The USS Hershel “Woody” Williams, a US Navy expeditionary mobile base, was deployed to the Gulf of Guinea in September to serving as the training platform for the exercise Operation Guinex.
The military exercise, which ran through the end of September, focused on U.S. and Brazil’s “shared interest in maritime safety and freedom of commerce across the southern Atlantic,” according to U.S. Naval Forces Africa.
The operation was one of several maritime training missions scheduled for Operation Guinex, the first U.S.-Brazil joint training to be held off Africa’s Atlantic coast.
In recent years, the Gulf of Guinea has been the global leader in piracy that’s becoming more violent than what was seen years earlier off Somalia and in southeast Asia.
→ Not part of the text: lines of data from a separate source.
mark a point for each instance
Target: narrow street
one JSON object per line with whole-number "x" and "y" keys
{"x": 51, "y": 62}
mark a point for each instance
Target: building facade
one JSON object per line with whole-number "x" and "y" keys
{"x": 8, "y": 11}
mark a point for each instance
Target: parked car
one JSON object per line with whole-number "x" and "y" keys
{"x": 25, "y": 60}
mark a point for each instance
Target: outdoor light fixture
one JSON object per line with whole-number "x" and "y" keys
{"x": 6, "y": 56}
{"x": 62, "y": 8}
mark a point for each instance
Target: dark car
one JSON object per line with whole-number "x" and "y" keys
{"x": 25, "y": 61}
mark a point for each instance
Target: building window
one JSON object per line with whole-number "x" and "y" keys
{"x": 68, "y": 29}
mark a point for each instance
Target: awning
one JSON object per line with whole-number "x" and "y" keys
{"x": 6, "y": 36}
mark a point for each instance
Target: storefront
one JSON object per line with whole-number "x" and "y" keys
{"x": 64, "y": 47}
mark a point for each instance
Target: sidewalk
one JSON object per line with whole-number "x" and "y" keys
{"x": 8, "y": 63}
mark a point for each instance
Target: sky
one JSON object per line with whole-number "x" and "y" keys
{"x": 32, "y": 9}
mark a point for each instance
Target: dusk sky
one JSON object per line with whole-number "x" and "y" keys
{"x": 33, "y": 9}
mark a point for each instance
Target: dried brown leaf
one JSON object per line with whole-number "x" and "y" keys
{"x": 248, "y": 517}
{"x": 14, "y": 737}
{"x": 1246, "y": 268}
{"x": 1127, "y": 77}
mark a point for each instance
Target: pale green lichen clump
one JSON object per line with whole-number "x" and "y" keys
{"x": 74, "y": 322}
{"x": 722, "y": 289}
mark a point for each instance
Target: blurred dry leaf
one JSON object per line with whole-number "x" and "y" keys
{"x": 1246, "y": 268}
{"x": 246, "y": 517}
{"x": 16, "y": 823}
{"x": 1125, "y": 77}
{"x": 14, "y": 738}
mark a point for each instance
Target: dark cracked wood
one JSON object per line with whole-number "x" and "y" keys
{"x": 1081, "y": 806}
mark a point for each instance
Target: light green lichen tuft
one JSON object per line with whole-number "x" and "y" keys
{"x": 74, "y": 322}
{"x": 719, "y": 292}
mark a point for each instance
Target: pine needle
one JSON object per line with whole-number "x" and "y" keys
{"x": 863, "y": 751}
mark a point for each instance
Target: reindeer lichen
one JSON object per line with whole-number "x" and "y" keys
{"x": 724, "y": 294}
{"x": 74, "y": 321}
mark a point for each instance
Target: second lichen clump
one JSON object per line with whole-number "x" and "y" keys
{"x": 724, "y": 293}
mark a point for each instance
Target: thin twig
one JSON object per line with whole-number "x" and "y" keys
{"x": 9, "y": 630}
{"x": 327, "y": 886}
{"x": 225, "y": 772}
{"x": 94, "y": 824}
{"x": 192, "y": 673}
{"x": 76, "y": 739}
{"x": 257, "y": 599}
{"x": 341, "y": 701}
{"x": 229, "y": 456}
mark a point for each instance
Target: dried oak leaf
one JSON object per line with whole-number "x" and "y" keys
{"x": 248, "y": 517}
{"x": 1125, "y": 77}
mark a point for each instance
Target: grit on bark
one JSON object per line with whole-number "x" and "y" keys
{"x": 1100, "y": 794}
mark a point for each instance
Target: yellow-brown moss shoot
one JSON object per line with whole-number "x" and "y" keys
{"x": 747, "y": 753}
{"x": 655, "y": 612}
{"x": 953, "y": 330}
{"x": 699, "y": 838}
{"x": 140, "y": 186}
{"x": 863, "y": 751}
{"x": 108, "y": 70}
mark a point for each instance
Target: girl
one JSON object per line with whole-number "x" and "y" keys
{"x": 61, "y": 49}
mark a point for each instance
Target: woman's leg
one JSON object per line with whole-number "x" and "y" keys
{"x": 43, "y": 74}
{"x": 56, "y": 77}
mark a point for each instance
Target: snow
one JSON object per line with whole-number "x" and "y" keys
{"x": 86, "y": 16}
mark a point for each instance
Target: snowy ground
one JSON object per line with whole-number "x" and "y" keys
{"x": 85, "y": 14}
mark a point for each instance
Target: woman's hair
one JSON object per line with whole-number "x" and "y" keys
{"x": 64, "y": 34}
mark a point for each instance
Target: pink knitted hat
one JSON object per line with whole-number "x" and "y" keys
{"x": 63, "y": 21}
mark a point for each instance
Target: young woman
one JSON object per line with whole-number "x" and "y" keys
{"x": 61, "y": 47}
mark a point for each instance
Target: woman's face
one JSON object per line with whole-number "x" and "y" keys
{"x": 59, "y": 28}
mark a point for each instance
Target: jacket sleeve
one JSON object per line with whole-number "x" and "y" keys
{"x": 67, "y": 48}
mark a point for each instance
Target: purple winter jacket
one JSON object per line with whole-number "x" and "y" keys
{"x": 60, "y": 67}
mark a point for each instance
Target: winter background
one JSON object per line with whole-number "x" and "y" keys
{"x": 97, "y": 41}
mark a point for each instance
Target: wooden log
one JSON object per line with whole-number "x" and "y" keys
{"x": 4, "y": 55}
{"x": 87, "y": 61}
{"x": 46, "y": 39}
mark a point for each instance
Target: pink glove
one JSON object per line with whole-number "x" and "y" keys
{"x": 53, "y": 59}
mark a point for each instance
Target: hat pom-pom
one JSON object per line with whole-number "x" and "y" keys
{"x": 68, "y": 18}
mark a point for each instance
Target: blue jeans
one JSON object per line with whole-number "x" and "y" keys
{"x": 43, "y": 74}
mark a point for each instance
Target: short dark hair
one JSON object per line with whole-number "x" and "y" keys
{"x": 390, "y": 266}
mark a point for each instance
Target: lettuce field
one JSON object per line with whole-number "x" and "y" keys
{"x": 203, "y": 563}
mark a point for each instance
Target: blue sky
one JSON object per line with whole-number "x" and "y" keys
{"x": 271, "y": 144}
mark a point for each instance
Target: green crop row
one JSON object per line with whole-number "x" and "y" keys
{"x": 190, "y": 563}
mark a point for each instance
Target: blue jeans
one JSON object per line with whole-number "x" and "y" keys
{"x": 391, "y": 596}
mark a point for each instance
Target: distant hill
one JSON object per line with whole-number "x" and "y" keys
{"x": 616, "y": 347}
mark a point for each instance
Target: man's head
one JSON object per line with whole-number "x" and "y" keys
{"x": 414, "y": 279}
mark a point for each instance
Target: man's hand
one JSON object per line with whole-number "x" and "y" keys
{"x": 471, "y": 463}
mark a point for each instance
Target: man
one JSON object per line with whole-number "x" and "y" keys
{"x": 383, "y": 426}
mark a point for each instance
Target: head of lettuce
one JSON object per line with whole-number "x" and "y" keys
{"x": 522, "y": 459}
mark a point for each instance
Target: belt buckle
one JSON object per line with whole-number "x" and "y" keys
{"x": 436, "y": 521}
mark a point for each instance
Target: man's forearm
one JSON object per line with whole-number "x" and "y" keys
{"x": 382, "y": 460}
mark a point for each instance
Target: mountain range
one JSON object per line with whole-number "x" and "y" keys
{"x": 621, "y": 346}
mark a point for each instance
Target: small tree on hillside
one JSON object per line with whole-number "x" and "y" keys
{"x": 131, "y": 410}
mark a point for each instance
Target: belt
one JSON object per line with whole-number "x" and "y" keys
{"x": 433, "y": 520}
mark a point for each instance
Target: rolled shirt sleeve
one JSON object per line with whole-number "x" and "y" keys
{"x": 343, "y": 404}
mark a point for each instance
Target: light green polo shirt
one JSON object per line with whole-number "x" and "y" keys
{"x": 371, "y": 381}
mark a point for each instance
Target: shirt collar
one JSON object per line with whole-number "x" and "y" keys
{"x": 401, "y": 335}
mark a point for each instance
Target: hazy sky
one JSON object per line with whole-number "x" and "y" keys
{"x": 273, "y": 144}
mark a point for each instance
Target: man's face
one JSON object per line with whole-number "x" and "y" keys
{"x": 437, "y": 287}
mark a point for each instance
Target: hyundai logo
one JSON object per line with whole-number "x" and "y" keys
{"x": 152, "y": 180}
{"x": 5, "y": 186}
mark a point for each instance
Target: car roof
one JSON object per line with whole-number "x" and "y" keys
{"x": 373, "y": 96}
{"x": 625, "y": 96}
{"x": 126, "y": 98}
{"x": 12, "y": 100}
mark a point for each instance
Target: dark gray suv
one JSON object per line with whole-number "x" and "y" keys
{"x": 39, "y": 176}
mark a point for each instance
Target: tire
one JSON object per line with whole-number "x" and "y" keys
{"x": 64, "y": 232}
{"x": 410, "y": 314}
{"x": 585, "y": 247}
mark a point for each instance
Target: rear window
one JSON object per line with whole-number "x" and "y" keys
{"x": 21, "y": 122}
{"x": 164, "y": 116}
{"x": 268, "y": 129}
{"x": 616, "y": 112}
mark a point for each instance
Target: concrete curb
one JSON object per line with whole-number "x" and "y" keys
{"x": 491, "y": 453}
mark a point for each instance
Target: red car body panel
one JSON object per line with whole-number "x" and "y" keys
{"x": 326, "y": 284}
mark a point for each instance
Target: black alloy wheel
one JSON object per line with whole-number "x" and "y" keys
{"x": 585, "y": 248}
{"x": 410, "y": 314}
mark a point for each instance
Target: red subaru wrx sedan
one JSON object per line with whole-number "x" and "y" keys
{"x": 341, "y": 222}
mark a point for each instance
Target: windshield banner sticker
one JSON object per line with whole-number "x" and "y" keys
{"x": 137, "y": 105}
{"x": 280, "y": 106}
Somali piracy was “a high-end, somewhat sophisticated operating model” while in southeast Asia “a lot of piracy was more hit-and-run style,” Joshua Tallis, a research scientist with US-based nonprofit research and analysis organization CNA, said in a recent U.S. Naval Institute report.
In the Gulf of Guinea, “we see the dominance of a new trend or a new model in piracy, which is the kidnap-and-ransom approach, where pirates will attack a vessel, take members of the crew off the vessel and back into strongholds on land and hold them for ransom there,” Tallis said, per the USNI. “So it presents novel challenges both for U.S. allies and partners in the Gulf of Guinea, and also for the U.S. in terms of trying to adapt to generate new types of capacity building to address that change in approach.”
Operation Guinex was also aimed at improving interoperability between U.S. naval platforms and local partners — including data links with tracking information on commercial shipping.
“The drills we performed with the Brazilians during Operation Guinex increase our awareness of the best ways to counteract piracy and illicit fisheries operations in the region,” Capt. Chad Graham, commanding officer, USS Hershel “Woody” Williams was quoted as saying in a Navy press release.